Creators function like standalone media channels


  • Spending on sponsored content will rise 3.5 times faster than social ad spending will this year. Social ad spending, including YouTube, still dwarfs influencer marketing spending, at $83.72 billion versus $5.14 billion in 2023, per our forecasts. But the different spending patterns are a clear indication that creators aren’t tied to social media. The trend holds true on every platform, as marketers continue to shift more budget into influencer marketing, particularly video.
  • Almost all US influencer campaigns now include creator content amplified as paid media. According to The Influencer Marketing Factory, 90% of influencer marketing campaigns by the agency’s clients now include paid media. That’s on par with data from Linqia, which found that 88% of its clients’ creator campaigns included paid media amplification in H1 2023. We count boosted content in our social ad spending forecasts, but if we were to count it as influencer marketing, our estimates for influencer marketing spending would be noticeably higher.
  • No platform has a monopoly on influencer marketing. Multichannel campaigns are now the norm, and US marketers will dedicate over $1 billion to sponsored content on each of the top four influencer marketing platforms in 2024, per our forecast.
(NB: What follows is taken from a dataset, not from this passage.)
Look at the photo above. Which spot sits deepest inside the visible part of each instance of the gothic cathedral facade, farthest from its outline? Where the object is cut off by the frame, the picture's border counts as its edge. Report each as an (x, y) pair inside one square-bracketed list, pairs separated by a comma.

As production budgets remain tight and creators continue to prove themselves as strong brand ambassadors, marketers will also continue to tap creators for content for TV, out-of-home, and other digital media.
  • No platform has a monopoly on creators or their audiences, either. Creators made money from about two social platforms at a time on average, according to November 2022 data from influencer marketing platform Collabstr, and most are active on many more. Among consumers, there isn’t a clear No. 1 platform for following creators. That’s true even for Gen Zers: At least half had viewed influencer or creator content on each TikTok, Instagram, and YouTube in the previous month, per our June 2023 survey.

We define influencer marketing spending as payments made to influencers or creators, or their representatives, to promote products and services primarily on social media or other platforms featuring user-generated content. Figures exclude noncash payments and creator content amplified as paid advertising.